A previsão do Ministério da Saúde é de que a campanha de imunização para essa faixa etária comece na segunda quinzena do mês.

A Agência Nacional de Vigilância Sanitária (Anvisa) aprovou, em 16 de dezembro, a aplicação da vacina da Pfizer em crianças de 5 a 11 anos. Contudo, somente em 5 de janeiro o governo apresentou um calendário para a campanha.

Segundo a equipe técnica da agência, as informações avaliadas indicam que a vacina é segura e eficaz para o público infantil, conforme solicitado pela Pfizer e autorizado pela Anvisa.

A tampa do frasco da vacina virá na cor laranja, para facilitar a identificação pelas equipes de vacinação e também pelos pais, mães e cuidadores que levarão as crianças para serem vacinadas.

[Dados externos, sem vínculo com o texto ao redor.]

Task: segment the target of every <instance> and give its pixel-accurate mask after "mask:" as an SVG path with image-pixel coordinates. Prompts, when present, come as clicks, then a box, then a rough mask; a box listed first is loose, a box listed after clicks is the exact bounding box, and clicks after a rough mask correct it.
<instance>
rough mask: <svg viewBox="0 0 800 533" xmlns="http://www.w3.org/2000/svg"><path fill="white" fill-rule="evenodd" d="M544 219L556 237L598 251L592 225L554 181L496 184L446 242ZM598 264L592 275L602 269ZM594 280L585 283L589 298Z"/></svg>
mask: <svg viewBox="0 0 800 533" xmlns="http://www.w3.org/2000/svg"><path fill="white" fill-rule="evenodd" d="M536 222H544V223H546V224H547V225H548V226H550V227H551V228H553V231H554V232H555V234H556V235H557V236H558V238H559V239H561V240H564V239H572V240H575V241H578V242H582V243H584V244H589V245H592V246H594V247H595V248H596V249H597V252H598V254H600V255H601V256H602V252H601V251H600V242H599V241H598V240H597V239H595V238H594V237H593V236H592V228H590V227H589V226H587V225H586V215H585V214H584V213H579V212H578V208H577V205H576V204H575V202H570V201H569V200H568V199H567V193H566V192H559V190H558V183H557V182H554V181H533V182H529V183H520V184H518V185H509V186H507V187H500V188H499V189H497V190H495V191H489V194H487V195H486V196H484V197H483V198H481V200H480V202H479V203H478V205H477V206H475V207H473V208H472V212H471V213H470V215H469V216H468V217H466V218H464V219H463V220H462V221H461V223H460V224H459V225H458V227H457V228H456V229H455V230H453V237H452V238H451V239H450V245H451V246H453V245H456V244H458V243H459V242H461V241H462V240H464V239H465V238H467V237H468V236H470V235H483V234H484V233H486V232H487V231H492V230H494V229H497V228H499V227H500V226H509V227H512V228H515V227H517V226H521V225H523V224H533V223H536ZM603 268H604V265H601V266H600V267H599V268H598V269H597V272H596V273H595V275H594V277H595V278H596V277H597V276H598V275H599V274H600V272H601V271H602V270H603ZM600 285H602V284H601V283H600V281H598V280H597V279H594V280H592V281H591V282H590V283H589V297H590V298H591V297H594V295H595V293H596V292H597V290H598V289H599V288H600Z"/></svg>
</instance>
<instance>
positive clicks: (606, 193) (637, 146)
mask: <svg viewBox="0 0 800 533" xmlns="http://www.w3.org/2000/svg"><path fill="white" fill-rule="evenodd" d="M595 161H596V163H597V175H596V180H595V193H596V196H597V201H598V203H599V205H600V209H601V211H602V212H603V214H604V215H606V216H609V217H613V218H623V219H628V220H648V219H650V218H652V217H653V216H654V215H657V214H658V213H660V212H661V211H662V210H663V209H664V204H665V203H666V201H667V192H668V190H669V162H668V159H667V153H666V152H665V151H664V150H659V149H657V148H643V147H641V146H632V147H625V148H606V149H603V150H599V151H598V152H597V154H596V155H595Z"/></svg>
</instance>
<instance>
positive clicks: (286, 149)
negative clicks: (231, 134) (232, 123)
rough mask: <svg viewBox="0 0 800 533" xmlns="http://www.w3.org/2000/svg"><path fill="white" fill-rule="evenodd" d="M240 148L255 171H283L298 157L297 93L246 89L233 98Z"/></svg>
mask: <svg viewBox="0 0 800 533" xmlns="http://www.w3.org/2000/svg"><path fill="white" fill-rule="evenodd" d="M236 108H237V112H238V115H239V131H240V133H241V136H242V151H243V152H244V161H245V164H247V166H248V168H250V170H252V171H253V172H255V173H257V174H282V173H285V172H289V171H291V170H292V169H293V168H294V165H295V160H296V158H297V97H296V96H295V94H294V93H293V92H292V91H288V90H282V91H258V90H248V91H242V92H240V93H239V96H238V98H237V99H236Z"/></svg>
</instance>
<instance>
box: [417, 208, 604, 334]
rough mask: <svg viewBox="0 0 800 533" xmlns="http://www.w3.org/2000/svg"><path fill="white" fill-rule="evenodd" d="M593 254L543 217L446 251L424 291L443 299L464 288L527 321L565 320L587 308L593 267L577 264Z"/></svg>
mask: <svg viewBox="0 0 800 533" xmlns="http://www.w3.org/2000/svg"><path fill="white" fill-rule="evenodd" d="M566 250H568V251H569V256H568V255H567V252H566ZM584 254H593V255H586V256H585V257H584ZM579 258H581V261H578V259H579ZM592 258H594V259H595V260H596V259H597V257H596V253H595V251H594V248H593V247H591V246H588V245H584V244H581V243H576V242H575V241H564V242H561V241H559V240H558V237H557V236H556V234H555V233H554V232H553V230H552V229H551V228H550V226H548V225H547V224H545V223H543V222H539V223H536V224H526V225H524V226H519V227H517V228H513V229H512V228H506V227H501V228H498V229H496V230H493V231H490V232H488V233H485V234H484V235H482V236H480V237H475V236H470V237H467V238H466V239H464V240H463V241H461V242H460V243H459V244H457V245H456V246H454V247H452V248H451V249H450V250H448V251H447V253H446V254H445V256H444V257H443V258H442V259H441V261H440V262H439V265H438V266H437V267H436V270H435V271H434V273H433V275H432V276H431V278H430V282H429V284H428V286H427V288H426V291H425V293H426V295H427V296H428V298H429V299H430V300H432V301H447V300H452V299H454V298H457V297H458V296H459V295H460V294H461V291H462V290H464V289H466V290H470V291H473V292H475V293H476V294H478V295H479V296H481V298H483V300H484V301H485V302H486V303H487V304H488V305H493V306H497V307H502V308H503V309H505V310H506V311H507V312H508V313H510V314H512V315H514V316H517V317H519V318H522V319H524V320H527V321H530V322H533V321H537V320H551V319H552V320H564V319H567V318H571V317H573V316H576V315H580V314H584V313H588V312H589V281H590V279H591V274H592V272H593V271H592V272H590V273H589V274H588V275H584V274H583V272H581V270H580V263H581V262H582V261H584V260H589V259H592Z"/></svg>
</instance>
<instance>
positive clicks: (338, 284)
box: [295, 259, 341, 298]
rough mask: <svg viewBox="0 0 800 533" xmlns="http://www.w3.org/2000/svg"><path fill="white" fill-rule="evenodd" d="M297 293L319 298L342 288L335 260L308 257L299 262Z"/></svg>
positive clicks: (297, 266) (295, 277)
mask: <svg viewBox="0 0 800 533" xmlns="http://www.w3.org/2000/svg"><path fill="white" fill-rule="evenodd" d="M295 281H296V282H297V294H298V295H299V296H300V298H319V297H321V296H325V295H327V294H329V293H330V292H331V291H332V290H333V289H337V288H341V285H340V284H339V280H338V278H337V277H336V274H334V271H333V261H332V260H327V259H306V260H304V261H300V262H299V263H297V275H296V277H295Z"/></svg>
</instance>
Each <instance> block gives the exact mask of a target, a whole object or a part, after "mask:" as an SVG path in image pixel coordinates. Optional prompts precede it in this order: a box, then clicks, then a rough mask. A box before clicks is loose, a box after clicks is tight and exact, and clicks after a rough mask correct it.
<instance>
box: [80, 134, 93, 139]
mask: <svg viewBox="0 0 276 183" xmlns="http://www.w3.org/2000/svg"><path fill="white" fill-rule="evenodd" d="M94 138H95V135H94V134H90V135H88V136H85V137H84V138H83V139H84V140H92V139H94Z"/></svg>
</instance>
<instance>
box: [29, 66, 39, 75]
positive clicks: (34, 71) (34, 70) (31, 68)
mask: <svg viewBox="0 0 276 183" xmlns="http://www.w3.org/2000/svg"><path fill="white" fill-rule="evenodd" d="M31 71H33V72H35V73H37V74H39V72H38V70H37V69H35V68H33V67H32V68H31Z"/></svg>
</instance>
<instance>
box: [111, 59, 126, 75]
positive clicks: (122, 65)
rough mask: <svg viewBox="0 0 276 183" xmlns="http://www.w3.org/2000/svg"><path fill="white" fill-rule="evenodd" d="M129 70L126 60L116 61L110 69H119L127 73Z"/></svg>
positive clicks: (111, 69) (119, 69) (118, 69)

Para os maiores de 12 anos, o imunizante, que será aplicado em doses de 0,3 mL, terá tampa de cor roxa.

De acordo com o planejamento do Ministério da Saúde, foram encomendadas mais de 20 milhões de vacinas pediátricas da Pfizer para essa etapa da imunização.

Polêmica

O presidente Jair Bolsonaro (PL) é contra a vacinação infantil e defende a exigência de prescrição médica para a aplicação do imunizante em crianças. Na contramão, o Ministério da Saúde desistiu da exigência.

Nos últimos dias, Bolsonaro tem atacado a vacina e levantando suspeitas — infundadas — sobre a eficácia e a segurança do imunizante infantil. Anvisa e entidades médicas têm repudiado a atitude do presidente.